En simplifiant, on peut dire que les petites retraites au minimum vieillesse se sont améliorées, les moyennes retraites (nos “non cadres du privé”) ont un peu diminué, et les grosses retraites (les cadres du privé) ont perdu jusqu’à 10%. Une fois n’est pas coutume, une politique de Macron qui a pris aux plus aisés et donné aux plus modestes 🙂
Les retraités les plus riches se sont consolés avec la fin de l’ISF et avec la flat tax qui a boosté leurs revenus du capital, mais par honnêteté intellectuelle, on se devait de vous souligner cette partie méconnue du bilan de Macron 🙂
Revenons à nos retraités boomers, pour l’instant on ne sait pas encore si les boomers auront plus de niveau de vie que les générations suivantes.
Quand on regarde le niveau de vie des français à chaque âge, on remarque qu’évidemment, plus on est vieux, plus on gagne en niveau de vie.

Enfin, jusqu’à 65 ans environ. Après, le niveau de vie diminue un peu, et les + de 75 ans ont même un niveau de vie légèrement plus faible que les jeunes de 18-29 ans.
Est-ce que ça suffit à dire que les boomers ne sont pas autant les rois du pétrole qu’on le dit ? En partie, mais l’idéal pour comparer des générations entre elles, c’est pas de regarder qui gagne combien la même année. C’est de regarder quel niveau de vie a chaque génération AU MÊME ÂGE.
Le niveau de vie au même âge de chaque génération progresse
Et là, bonne nouvelle, au même âge, chaque génération a un meilleur niveau de vie que la précédente.

Les personnes nées dans les années 70 gagnaient, à 25 ans, l’équivalent de 19 500 € par mois, les générations 80 elles c’était 21 800 € au même âge soit 12 % de plus ! Et comme d’hab, ça tient compte de l’inflation, donc c’est vraiment 12% de plus.
Et on remarque que ça marche à chaque âge et pour chaque génération. A chaque fois les générations les plus récentes sont plus riches que les précédentes.
C’est rassurant, et c’est pas si étonnant quand on y pense : notre pays s’enrichit et, comme on l’a montré dans cette vidéo, les niveaux de vie moyens d’année en année.
Mais faut quand même faire apporter une nuance à ces jolis chiffres. Si le niveau de vie moyen au même âge augmente, ça semble être avant tout grâce à la progression des revenus des femmes.
[ SOURCE : Hippolyte d’Albis, présentation au COR, Les inégalités de niveaux de vie entre les générations en France, Juin 2019, pp 27-28 ]

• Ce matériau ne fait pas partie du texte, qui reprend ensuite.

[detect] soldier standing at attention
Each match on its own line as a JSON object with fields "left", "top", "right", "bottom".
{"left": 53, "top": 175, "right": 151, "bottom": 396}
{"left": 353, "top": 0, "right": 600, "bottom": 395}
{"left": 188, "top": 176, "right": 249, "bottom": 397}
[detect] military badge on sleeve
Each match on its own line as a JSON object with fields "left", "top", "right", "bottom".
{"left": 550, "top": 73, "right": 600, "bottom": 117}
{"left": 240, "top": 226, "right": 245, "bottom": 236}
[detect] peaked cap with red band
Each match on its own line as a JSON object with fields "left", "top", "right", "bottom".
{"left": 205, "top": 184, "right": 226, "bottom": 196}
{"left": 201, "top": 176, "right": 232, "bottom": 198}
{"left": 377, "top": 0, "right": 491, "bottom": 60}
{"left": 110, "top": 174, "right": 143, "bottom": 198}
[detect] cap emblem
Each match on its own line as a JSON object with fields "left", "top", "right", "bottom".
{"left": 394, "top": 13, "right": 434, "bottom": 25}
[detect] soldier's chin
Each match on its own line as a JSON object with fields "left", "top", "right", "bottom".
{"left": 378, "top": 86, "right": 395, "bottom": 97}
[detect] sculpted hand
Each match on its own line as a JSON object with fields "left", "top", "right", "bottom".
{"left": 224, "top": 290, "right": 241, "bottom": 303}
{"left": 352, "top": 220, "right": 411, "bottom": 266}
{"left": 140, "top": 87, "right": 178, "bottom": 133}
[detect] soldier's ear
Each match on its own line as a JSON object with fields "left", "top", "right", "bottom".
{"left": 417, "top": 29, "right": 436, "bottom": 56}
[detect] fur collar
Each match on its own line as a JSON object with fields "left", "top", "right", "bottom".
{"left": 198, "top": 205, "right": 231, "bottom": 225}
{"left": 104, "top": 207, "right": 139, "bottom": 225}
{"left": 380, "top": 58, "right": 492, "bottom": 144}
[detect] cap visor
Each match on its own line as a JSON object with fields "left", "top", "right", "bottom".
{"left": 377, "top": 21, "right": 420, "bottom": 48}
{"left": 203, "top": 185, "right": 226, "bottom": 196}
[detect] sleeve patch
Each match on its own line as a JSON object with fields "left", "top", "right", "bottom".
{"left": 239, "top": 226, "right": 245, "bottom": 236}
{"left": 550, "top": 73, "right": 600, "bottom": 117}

Les femmes nées dans les années 1970 ont des revenus plus de 50 % supérieurs à ceux que touchaient, au même âge, les boomeuses de 1946.
Si on se concentre sur les revenus des hommes, on ne voit plus du tout la même progression. Un homme né dans les années 70 a grosso modo les mêmes revenus au même âge qu’un boomer de 1946.

C’est très intéressant, mais attention aux conclusions qu’on en tire. Déjà, l’étude est un peu datée, et on ne sait rien des générations d’hommes plus jeunes, nés dans les années 80-90.
Ensuite, la stagnation des revenus des hommes est atténuée par le couple. Quand un homme se met en couple avec une femme il bénéficie de l’augmentation des revenus des femmes prises isolément.
Donc oui, la hausse des niveaux de vie au même âge semble avoir été tirée par la progression des femmes mais non, les hommes ne sont pas de pauvres bichons laissés de côté.
Donc ok jusqu’à présent, les générations suivantes ont un meilleur niveau de vie que les boomers au même âge. Mais est-ce que ça sera le cas une fois que ces nouvelles générations atteindront la retraite ?
“Les jeunes n’auront pas de retraite” Vraiment ?
Aujourd’hui, on entend de plus en plus fréquemment une crainte parmi les jeunes générations. La peur de ne pas avoir de retraite, ou d’avoir une retraite misérable, après avoir cotisé toute leur vie pour payer la retraite confortable des boomers. Est-ce que cette peur est justifiée ?
Ce qui est vrai, c’est qu’avec les sous-indexation des retraites par rapport à l’inflation, le décalage de l’âge de départ et la hausse progressive du nombre d’annuités à cotiser, le régime de retraite “version boomers” n’existera plus.
D’après les estimations du Conseil d’Orientation des Retraites, le COR, en 2070, si on continue avec les règles actuelles, le niveau de vie des retraités ne représenterait plus que 83 % du niveau de vie du Français moyen.
[ SOURCE : COR, “Évolutions et perspectives des retraites en France – Rapport de Juin 2024”, Figure 3.10, p.136 ]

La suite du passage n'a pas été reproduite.